How long does Ginger-Soy Stir Fry with Tofu and Rainbow Vegetables take to make?

Total time is about 30 minutes (15 min prep + 15 min cook). Most home cooks find this fits comfortably into a weeknight; double the batch on Sunday for two dinners.

How do I store leftover Ginger-Soy Stir Fry with Tofu and Rainbow Vegetables?

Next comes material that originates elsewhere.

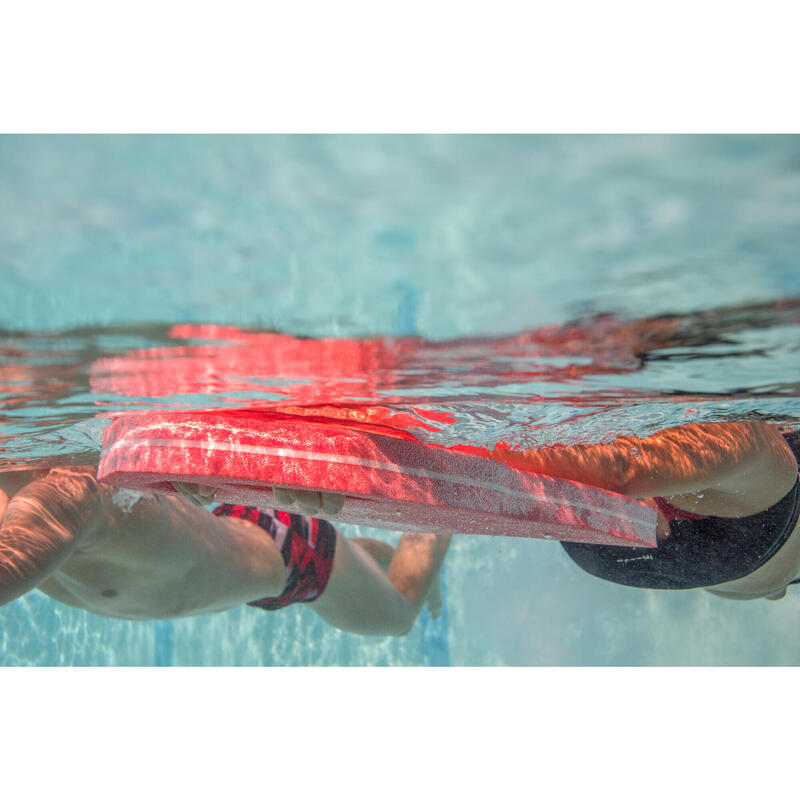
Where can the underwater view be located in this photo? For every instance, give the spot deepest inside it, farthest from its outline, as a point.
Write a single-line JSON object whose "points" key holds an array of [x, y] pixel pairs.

Cool to room temperature within 2 hours, then store in an airtight container in the fridge for up to 4 days. Reheat covered in a 350°F oven for 10-12 minutes, or microwave at 70% power in 60-second bursts to keep drained and cubed firm tofu from drying out.

Can I substitute ingredients in Ginger-Soy Stir Fry with Tofu and Rainbow Vegetables?

Yes — most ingredients in this recipe have flexible swaps. For oil, use any neutral high-smoke-point oil (avocado, grapeseed, refined coconut). For aromatics, dried herbs at ⅓ the volume of fresh work in a pinch. The full ingredient list is shoppable on Instacart so you can see substitutes in real time.

How do I scale Ginger-Soy Stir Fry with Tofu and Rainbow Vegetables for a different number of people?

The recipe is written for 4 servings. Multiply each ingredient by (your serving target / 4). Cook time stays roughly the same up to 2x; for 3-4x batches, switch from a skillet to a sheet pan or stockpot so the food isn't crowded — overcrowding steams instead of browns.

What goes well with Ginger-Soy Stir Fry with Tofu and Rainbow Vegetables?

Asian Fusion vegetarian like this pair well with a simple grain (rice, couscous, or crusty bread), a quick salad with acid (lemon vinaigrette, pickled onions), and a pan sauce or yogurt-based dip. Tap "Plan a meal with the AI" to get specific side suggestions.